The lack of justice in cases of automobile violence has long gone unnoticed, but a recent case has finally provoked widespread outrage. 16-year-old Ethan Couch got loaded, got into a car, killed four people, and got off with a slap on the wrist. This injustice is infuriating but far from surprising to those of us in the transpo-blogging community. This sort of story occurs on an all-too-regular basis throughout the United States.
Unfortunately, the Internet has latched on not to the broad theme of automobile violence flying under the radar of our justice system, but to a single word spoken by a psychologist testifying for the defense: affluenza. The story, as told by outraged commentators such as my tweep John Aziz for The Week, is that Couch got off easy because he was rich. While I don’t doubt that the scales of justice can be tipped by money, that’s not the story that fits both the facts of this case and the broader societal context. Sure, a rich white kid got a slap on the wrist for killing with a car, but that also happens to non-rich black kids! In an article for Streetsblog Chicago earlier this year, John Greenfield tells the story of another 16-year-old boy who killed with his car while under the influence and got off easy. Deandre Wolfe, however, was not a rich white kid, but a middle-class black kid. Greenfield contrasts Wolfe’s case with that of Prince Watson, a 17-year-old who was sentenced to 32 years for killing a woman by pushing her down the stairs at a CTA stop. The pattern that reveals itself is not one of rich privilege or white privilege, but of car privilege.
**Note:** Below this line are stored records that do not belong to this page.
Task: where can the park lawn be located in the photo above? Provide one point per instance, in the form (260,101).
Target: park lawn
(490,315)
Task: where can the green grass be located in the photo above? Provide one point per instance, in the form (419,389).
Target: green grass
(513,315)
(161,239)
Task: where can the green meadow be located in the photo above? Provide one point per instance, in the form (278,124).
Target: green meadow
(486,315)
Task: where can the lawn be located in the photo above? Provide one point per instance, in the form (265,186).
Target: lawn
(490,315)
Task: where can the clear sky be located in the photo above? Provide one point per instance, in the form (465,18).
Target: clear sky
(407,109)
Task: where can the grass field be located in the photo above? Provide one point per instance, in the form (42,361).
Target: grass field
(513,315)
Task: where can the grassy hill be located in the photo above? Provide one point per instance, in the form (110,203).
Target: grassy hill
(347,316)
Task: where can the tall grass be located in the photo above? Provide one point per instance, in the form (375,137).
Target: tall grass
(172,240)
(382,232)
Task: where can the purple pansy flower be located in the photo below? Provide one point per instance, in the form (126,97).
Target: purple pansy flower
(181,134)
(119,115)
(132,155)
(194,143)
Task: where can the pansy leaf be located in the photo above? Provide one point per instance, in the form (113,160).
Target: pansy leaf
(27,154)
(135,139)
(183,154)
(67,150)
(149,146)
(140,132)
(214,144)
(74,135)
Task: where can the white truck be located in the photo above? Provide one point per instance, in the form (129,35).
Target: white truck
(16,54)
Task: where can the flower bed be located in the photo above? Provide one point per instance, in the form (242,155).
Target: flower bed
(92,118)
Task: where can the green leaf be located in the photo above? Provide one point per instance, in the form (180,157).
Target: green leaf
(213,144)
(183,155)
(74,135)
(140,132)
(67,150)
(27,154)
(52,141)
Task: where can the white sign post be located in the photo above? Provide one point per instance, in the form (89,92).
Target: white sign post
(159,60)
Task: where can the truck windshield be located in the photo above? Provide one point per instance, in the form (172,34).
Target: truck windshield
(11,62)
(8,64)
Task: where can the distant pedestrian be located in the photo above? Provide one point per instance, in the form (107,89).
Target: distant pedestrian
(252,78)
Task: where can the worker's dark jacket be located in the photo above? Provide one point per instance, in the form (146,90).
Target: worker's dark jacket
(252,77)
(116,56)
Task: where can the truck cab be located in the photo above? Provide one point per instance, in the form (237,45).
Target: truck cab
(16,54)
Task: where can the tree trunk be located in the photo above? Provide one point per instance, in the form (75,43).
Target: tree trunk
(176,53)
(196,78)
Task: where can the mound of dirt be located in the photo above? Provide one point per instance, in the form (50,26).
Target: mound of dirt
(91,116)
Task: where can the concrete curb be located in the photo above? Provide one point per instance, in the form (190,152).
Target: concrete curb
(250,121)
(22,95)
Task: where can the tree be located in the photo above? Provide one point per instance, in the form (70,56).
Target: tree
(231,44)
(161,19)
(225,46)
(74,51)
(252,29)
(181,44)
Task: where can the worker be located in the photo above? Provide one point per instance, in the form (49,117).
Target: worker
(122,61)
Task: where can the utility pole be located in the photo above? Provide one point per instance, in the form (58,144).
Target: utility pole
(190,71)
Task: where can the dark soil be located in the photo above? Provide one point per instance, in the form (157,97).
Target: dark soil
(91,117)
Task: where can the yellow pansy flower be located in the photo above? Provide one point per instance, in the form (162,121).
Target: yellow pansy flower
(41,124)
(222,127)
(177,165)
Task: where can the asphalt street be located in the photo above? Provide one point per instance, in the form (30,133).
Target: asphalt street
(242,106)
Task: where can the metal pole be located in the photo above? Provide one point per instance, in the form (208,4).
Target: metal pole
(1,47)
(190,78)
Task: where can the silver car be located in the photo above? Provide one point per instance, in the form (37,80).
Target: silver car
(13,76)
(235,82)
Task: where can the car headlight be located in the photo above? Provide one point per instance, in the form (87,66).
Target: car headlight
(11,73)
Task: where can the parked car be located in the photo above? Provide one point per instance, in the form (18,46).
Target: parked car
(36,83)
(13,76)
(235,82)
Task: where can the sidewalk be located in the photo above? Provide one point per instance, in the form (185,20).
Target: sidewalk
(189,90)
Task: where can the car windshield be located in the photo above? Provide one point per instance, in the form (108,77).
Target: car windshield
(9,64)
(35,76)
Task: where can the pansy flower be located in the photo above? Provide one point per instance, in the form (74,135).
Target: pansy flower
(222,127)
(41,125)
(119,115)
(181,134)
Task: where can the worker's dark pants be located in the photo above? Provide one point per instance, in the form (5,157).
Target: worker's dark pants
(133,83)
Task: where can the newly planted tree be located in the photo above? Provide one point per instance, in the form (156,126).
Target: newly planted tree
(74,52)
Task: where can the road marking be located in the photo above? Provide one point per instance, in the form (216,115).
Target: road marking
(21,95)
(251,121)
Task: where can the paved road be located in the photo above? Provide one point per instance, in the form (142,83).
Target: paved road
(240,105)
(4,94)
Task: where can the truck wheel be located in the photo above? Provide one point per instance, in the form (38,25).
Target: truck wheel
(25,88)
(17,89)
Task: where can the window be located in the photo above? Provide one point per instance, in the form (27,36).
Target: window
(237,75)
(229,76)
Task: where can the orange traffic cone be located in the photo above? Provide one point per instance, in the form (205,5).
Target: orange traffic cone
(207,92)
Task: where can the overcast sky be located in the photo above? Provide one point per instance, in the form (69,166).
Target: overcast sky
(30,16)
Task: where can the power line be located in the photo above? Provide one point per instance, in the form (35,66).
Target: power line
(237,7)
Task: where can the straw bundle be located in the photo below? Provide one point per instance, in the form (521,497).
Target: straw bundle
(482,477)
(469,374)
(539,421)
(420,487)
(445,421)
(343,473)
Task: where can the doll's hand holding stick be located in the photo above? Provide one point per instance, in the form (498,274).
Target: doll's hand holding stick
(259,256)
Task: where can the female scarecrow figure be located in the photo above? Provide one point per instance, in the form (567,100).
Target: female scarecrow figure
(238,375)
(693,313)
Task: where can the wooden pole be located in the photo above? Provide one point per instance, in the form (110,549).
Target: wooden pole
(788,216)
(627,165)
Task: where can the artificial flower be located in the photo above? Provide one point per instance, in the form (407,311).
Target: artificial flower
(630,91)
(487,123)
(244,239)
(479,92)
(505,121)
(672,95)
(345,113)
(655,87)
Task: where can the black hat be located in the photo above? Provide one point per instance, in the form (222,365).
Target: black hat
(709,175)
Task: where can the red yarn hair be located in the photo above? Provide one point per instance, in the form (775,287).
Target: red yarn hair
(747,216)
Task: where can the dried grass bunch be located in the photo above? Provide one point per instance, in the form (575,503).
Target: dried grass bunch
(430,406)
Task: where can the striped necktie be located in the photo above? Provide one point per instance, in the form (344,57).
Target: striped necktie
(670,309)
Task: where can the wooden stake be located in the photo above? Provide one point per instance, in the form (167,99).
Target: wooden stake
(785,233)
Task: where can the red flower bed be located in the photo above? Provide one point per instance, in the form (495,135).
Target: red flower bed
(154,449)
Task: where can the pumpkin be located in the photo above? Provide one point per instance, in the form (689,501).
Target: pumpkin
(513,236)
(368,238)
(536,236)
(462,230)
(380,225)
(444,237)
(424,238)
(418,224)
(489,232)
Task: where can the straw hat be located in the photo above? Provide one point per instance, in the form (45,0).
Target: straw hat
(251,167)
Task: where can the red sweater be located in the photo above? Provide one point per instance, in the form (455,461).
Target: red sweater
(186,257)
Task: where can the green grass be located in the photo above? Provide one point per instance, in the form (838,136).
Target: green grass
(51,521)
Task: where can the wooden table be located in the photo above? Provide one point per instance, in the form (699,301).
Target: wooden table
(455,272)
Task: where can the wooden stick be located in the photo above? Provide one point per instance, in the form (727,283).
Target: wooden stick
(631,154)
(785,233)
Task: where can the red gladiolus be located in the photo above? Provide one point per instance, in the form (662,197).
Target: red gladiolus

The story of affluenza does not even make sense on the face of it: a jury, even one selected from a relatively affluent community, is not going to identify with an irresponsible, spoiled brat. Even those who have contracted affluenza do not tend to think of themselves in those terms. Just about everybody in this country, however, is a driver, and hardly anybody is ashamed of it. A jury composed of drivers is more than capable of empathizing with somebody who, while driving, happened to hit a few of those pesky pedestrians. The fact that Couch was drunk is almost incidental. Indeed, drivers who aren’t drunk and stay at the scene are rarely even accused of wrongdoing; many are allowed to drive away scot-free in the very weapon they killed with.
Ethan Couch did not go free because he had affluenza. He went free because of a more insidious societal illness: autoimmune disease.